Semi-automated Review of Cross-registry Mappings

The Bioregistry is a metaregistry of identifiers resources, meaning that it harmonizes across entries of multiple external registries via mappings. Each mapping is between a Bioregistry prefix and a specific prefix within one of the external registries the Bioregistry integrtes with. The initial creation of such mappings is largely automated. The vast majority of these mappings is correct but some correspond to prefixes that do not represent the same resource (or more specifically, the same semantic space) and should therefore not be mapped to each other.

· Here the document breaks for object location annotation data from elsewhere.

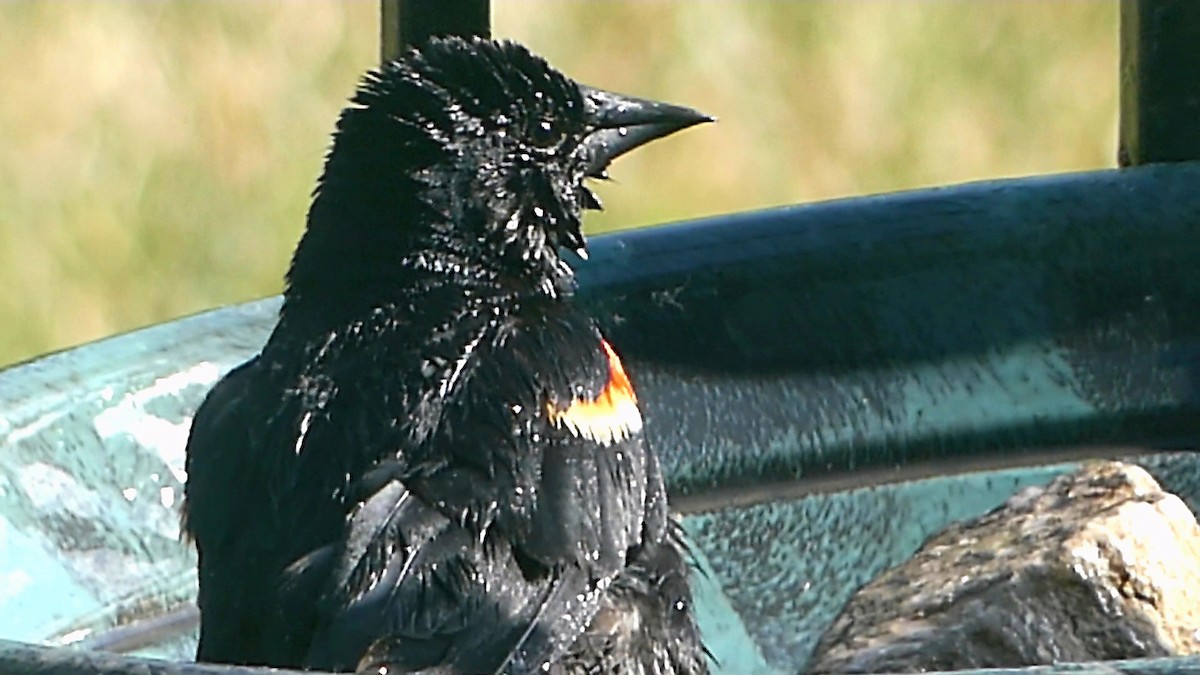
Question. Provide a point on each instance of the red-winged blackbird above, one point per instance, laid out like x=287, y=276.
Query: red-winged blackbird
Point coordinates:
x=437, y=464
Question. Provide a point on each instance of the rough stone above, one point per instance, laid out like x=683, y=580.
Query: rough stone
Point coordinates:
x=1098, y=565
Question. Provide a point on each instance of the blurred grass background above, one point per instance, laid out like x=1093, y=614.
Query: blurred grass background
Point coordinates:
x=156, y=159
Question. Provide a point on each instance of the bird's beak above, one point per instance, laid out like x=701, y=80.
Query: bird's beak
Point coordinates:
x=623, y=123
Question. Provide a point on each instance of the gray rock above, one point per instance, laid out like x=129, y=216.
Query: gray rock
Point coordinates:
x=1097, y=565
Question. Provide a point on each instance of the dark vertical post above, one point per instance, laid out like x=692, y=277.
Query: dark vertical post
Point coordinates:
x=405, y=23
x=1159, y=81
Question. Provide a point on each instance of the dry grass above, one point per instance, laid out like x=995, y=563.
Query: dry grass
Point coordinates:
x=156, y=159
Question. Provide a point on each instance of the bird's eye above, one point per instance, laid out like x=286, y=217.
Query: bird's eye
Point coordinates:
x=543, y=133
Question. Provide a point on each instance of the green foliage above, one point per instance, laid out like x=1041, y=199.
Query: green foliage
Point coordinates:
x=156, y=159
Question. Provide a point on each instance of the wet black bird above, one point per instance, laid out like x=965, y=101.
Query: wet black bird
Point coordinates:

The following TSV file contains mappings reviewed by curators. This file follows the SSSOM standard, a community standard for sharing semantic mappings. When reviewing a mapping, curators should update the TSV file with the following information:

subject_id: The CURIE corresponding to Bioregistry prefix from which this is a mapping. Even when a mapping is symmetric, as a convention, this should always be the Bioregistry prefix not the external one.
predicate_modifier: A modifier on the predicate, typically Not if the mapping is negative.
predicate_id: The CURIE representing the predicate of the mapping, for instance skos:exactMatch.
object_id: The CURIE corresponding to the external prefix to which this is a mapping.
creator_id: The ORCID of the curator reviewing the mapping represented as a CURIE.
mapping_justification: A CURIE representing how the mapping was created, typically semapv:ManualMappingCuration for manual curation.
comment: Any additional notes or comments regarding the mapping that was reviewed.

The Bioregistry uses a machine learning-based approach to automatically identify semantic similarity between the metadata associated with the Bioregistry entry and the external registry entry connected by a mapping. The resulting similarity scores are available in this TSV file. Curation can be prioritized to entries in this file that have low similarity scores but have not been curated yet.